Here's my understanding, based on various snippets I've read in Fooldom:

A/R Turnover = Last 4 Quarters' Sales / Current Accounts Receivable

Days Sales Outstanding (DSO): Days sales outstanding is a measure of how many days worth of sales the current accounts receivable represents.

DSO: Days Sales Outstanding measures the company's control on receivables. A company whose DSO is 50 takes 50 days to collect accounts receivable. Smaller numbers mean the company can use that money---a good thing.

Days Sales Outstanding (DSO)

On a quarterly basis, DSO is calculated using the following formula: Accounts receivable / (Sales / 90). If you want to calculate it for the year, you can substitute 360 for 90 in that equation. I like to see this figure as low as possible. A low figure means that the company collects its outstanding receivables quickly, which means that it's not giving out interest free loans to its customers for long periods of time.

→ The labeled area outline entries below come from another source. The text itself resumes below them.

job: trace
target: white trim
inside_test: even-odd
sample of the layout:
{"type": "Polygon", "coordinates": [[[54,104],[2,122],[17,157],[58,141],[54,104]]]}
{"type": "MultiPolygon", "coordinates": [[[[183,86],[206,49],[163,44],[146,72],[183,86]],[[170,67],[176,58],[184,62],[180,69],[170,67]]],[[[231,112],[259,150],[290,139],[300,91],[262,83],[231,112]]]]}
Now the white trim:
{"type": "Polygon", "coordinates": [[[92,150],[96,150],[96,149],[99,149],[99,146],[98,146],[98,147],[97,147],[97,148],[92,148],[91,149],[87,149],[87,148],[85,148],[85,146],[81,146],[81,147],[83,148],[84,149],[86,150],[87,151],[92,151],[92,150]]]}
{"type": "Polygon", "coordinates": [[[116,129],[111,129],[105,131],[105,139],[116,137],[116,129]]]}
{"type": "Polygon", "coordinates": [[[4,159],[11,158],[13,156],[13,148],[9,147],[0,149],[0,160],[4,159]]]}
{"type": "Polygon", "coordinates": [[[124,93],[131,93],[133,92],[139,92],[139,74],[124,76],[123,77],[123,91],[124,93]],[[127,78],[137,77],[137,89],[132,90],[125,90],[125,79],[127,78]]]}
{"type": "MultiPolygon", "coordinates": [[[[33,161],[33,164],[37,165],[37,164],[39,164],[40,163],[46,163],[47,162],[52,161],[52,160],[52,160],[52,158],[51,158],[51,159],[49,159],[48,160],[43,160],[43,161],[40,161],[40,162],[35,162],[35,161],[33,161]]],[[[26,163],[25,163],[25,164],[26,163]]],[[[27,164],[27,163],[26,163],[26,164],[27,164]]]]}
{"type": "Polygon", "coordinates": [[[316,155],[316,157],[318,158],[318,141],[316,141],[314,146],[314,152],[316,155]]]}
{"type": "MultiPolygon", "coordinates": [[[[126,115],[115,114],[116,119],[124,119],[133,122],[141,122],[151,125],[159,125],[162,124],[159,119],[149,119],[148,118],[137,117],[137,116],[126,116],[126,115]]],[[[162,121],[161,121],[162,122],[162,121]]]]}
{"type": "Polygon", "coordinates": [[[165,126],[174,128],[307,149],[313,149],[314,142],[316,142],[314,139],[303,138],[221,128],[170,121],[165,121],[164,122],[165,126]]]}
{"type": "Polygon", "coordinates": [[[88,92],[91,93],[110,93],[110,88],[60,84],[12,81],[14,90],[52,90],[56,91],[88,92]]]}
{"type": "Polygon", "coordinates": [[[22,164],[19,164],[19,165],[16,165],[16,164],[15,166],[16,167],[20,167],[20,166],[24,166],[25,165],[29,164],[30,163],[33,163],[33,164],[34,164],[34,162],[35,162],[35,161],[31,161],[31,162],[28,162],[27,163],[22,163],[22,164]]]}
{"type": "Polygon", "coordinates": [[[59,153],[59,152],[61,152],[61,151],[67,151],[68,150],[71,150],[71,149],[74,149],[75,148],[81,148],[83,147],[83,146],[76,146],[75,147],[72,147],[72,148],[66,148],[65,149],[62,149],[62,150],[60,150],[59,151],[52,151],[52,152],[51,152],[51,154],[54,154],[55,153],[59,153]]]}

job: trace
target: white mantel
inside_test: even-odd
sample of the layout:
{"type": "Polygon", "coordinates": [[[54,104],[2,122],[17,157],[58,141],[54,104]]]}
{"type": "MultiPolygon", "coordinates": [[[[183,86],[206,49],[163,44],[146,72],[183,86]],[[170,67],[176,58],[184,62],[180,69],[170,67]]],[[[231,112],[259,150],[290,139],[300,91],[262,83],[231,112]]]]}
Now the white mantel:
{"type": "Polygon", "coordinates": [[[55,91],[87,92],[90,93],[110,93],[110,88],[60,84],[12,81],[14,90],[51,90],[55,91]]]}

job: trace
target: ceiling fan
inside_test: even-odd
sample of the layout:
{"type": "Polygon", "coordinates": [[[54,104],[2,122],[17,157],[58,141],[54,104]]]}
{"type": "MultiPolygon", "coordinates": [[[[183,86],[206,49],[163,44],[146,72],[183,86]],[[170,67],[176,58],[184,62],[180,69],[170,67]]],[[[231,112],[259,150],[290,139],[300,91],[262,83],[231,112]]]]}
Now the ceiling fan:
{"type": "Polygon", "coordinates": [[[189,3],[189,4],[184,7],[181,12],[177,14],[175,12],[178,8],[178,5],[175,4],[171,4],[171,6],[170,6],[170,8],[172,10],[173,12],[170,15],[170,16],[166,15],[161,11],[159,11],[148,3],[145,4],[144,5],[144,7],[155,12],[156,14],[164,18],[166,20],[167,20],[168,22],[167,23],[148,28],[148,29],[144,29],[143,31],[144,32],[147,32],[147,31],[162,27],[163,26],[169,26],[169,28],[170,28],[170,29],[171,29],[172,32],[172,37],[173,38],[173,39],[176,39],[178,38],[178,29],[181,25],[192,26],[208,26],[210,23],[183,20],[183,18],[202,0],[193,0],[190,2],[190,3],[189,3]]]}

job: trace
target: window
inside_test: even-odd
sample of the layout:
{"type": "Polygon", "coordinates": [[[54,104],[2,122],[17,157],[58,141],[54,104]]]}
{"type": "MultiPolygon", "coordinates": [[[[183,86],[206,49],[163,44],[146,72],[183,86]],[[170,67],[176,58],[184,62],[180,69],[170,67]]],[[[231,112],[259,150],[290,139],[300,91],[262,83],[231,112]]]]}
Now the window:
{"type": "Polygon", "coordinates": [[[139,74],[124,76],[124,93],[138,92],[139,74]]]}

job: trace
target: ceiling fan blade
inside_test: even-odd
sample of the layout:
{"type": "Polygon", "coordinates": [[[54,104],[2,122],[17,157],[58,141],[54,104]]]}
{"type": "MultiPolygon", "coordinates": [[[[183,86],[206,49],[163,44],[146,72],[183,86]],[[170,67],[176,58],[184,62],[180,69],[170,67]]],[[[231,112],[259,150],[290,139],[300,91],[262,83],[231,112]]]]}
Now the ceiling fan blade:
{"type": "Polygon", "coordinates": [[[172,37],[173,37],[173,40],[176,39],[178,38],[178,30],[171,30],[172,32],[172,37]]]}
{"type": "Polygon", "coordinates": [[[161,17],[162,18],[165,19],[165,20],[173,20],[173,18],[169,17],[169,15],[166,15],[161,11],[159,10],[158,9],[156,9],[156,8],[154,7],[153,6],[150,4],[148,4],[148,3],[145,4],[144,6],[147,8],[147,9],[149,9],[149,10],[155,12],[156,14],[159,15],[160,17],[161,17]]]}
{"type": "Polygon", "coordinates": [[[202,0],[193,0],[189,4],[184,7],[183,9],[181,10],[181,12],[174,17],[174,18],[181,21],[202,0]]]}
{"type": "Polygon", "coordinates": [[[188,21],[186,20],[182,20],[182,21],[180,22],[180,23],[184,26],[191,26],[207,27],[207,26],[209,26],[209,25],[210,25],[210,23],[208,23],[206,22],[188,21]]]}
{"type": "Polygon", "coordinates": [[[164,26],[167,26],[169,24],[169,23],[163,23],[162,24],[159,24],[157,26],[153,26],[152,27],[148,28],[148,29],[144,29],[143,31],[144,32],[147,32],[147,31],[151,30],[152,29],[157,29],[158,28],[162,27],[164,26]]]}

Let's calculate this number for the second quarter of this year for both Pfizer and Warner-Lambert:

Accounts Receivable...3,396.....1,949

For Pfizer we take 3,779 and divide it by 90, getting 41.99. We then take that figure and divide it into 3,396. The result is that it takes Pfizer 81 days to collect its outstanding accounts receivable, which is higher than any other pharmaceutical company I've studied. If you do this same calculation for
Warner-Lambert, you'll get a result of 56 days. Looking at those numbers, I'd much rather owe money to Pfizer than Warner-Lambert, as Pfizer would give me 25 extra days to pay.